By 1994, both Blair and Brown had established clear profiles as modernisers within the party and to the wider public. Blair had transformed Labour’s approach to industrial relations and, at the time of Smith’s death, was busily confronting the party’s ‘soft on crime’ image. Brown, meanwhile, was working to erase Labour’s perceived attachment to ‘tax and spend’, having already done much to build business confidence in the party.
Cameron’s credentials as a moderniser are, however, much weaker. It’s true that, during the course of the leadership contest, he bluntly warned the Tories that they needed a radical change of direction. ‘More of the same’, he argued, would amount to ‘sleep walking to another defeat’. Rhetorically, at least, Cameron has also tentatively broken with some of the Thatcherite mantras. ‘I believe there is such a thing as society,’ he suggests, ‘I just think it’s different from the state.’ Cameron is affecting a distinctly un-Thatcherite concern for the plight of the urban poor. Education and the environment, again not traditionally strong Tory suits, have also featured prominently in his speeches.
But, for the most part, Cameron did not use the leadership campaign, as some of his advisers like Letwin urged, to demonstrate how radically he will attempt to change the Tories. Moreover, unlike Blair, the Tory leader has also demonstrated a tendency, when under pressure, to appease some of his party’s unreconstructed elements. Eurosceptics were wooed with a pledge to pull Tory MEPs out of the European People’s party grouping, while traditionalists were enticed with a promise to bias the tax system in favour of marriage (a stance criticised by some modernisers, like Tim Yeo).
While Cameron’s campaign has not been as policy-lite as some of its critics suggest, two of his big ideas – encouraging the growth of social enterprises to tackle urban poverty and a national service scheme – lack the kind of clearly defined and demonstrable break with traditional Conservative thinking with which the Tory leader could signal a new direction to sceptical voters.

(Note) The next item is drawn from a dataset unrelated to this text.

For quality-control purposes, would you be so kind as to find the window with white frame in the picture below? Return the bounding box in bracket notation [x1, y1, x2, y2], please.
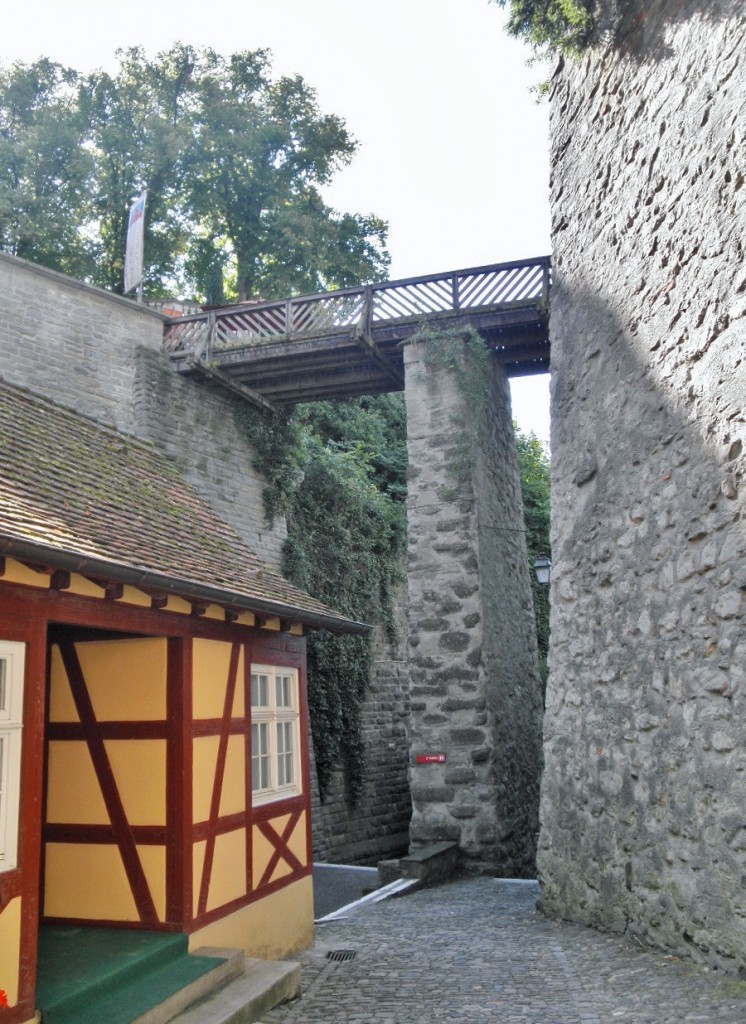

The launch of the findings of the Tory tax commission early in the New Year may not help much either in this regard. ‘For thirty years,’ claims Diamond, ‘the right’s big idea has been “less state”. Their flirtation with the flat tax shows this is where the Conservatives’ true beliefs lie.’ The issue also points to a wider problem for Cameron. The Tory party remains fundamentally divided between those who want to shrink the size of government and those who believe the state matters. ‘It is an unbridgeable divide,’ suggests Diamond.

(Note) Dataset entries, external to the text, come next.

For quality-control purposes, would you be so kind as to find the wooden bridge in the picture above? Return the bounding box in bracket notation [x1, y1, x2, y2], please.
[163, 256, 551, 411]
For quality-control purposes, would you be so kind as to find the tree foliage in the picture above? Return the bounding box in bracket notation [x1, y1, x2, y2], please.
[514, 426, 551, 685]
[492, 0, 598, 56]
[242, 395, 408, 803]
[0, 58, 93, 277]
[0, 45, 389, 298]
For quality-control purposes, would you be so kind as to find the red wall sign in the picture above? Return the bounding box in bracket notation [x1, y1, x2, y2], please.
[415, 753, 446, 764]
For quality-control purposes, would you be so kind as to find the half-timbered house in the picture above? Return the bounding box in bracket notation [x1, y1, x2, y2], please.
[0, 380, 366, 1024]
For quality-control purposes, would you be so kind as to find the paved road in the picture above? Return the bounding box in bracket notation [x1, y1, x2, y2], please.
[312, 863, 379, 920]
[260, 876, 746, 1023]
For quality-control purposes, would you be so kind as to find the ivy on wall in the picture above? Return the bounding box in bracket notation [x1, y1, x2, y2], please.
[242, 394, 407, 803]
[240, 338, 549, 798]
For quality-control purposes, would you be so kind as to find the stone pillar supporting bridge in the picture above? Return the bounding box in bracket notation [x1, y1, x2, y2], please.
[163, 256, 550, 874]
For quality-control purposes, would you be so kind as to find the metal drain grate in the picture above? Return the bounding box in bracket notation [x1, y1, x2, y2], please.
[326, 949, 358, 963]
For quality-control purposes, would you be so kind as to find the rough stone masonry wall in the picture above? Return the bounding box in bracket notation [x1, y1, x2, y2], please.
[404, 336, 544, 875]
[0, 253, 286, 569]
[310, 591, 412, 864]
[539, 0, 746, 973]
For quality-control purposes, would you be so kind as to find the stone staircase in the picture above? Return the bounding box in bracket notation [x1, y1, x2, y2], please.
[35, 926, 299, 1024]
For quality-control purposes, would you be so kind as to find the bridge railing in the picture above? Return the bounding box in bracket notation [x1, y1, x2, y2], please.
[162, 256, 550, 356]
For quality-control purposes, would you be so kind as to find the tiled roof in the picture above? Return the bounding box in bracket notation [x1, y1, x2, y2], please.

For Labour, this may be too optimistic an assessment and the next few months could be critical. Will Cameron, like Blair in 1994, succeed in maintaining the momentum he has gained coming out of the leadership contest, and use it to imprint an indelible modernising image in the electorate’s mind? The 1994 precedent is a tough one to follow. As Gould recalls, the ten months after Blair became Labour leader represented a time of ‘electric shock therapy’ for the party, culminating in the adoption of the new Clause IV. But what would a Tory Clause IV moment be? ‘Accept the Blair legacy,’ suggests Wintour. It certainly has a neat symmetry.